Amnesia berasal dari bahasa Yunani a yang berarti “tidak” dan mnasthai yang berarti “mengingat”. Seseorang yang menderita amnesia disosiatif tidak mampu mengingat informasi pribadi yang penting, biasanya setelah suatu episode yang penuh stress. Informasi-informasi itu tidak hilang secara permanen, namun tidak dapat diingat lagi selama episode amnesia. Amnesia sendiri terdiri dari amnesia organic maupun psychogenic. Amnesia organic disebabkan oleh kerusakan otak akibat dari penyakit, obat, kecelakaan ataupun operasi. Sedang amnesia organic adalah ketidakmampuan individu untuk mengingat informasi baru, yang dikenal dengan istilah anterogate amnesia dan ketidakmampuan mengingat kejadian sekitar 5-10 detik peritiwa sebelum terjadi kecelakaan disebut dengan amnesia reterogate. Selain itu amnesia reterogate dapat juga disebabkan oleh keinginan untuk melupakan kejadian yang mengarah pada pengalaman traumatis.
Paparan di atas jika dipandang dengan pendekatan psikoanalisa, maka orang-orang yang mengalami amnesia adalah orang-orang yang tidak adaptif atau tidak mampu menyelesaikan kecemasan-kecemasannya.

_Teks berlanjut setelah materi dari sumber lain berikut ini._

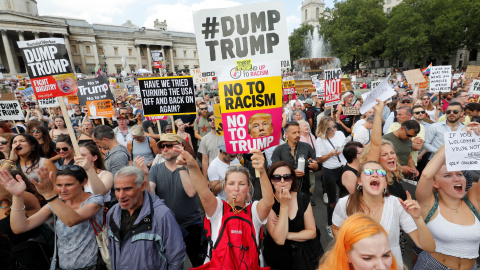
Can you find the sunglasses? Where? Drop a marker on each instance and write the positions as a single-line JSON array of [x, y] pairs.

Upaya penghindaran atas ingatan traumatik merupakan salah satu bentuk mekanisme pertahanan diri yang tidak baik. Sebab, masalah ada bukan untuk dihindari tetapi harus dihadapi dan diselesaikan dengan baik. Salah satu cara untuk mewujudkan mental healthy adalah kita bisa mengungkapkan apa yang dirasakan dan dipikirkan, dengan kata lain kita mampu katarsis dalam berbagai bentuk. Di sini, saya ingin memberi saran bagi pembaca dan bagi diri saya sendiri khususnya untuk lebih asertif dalam menghadapi konflik. Asertif adalah mampu mengungkapkan perasaan, pikiran, dan pengalaman-pengalaman diri kepada orang lain dengan tidak berusaha menyakiti atau melukai orang lain. Maksudnya, melalui perilaku asertif ini membuat kita jauh dari kemungkinan-kemungkinan untuk mengalami amnesia sebagai akibat dari ketidakmampuan diri untuk beradaptasi dengan kenyataan. Mari kita menjadi pribadi yang sehat dengan membentuk perilaku asertif sejak saat ini. Akhirnya, tulisan ringan ini semoga bermanfaat.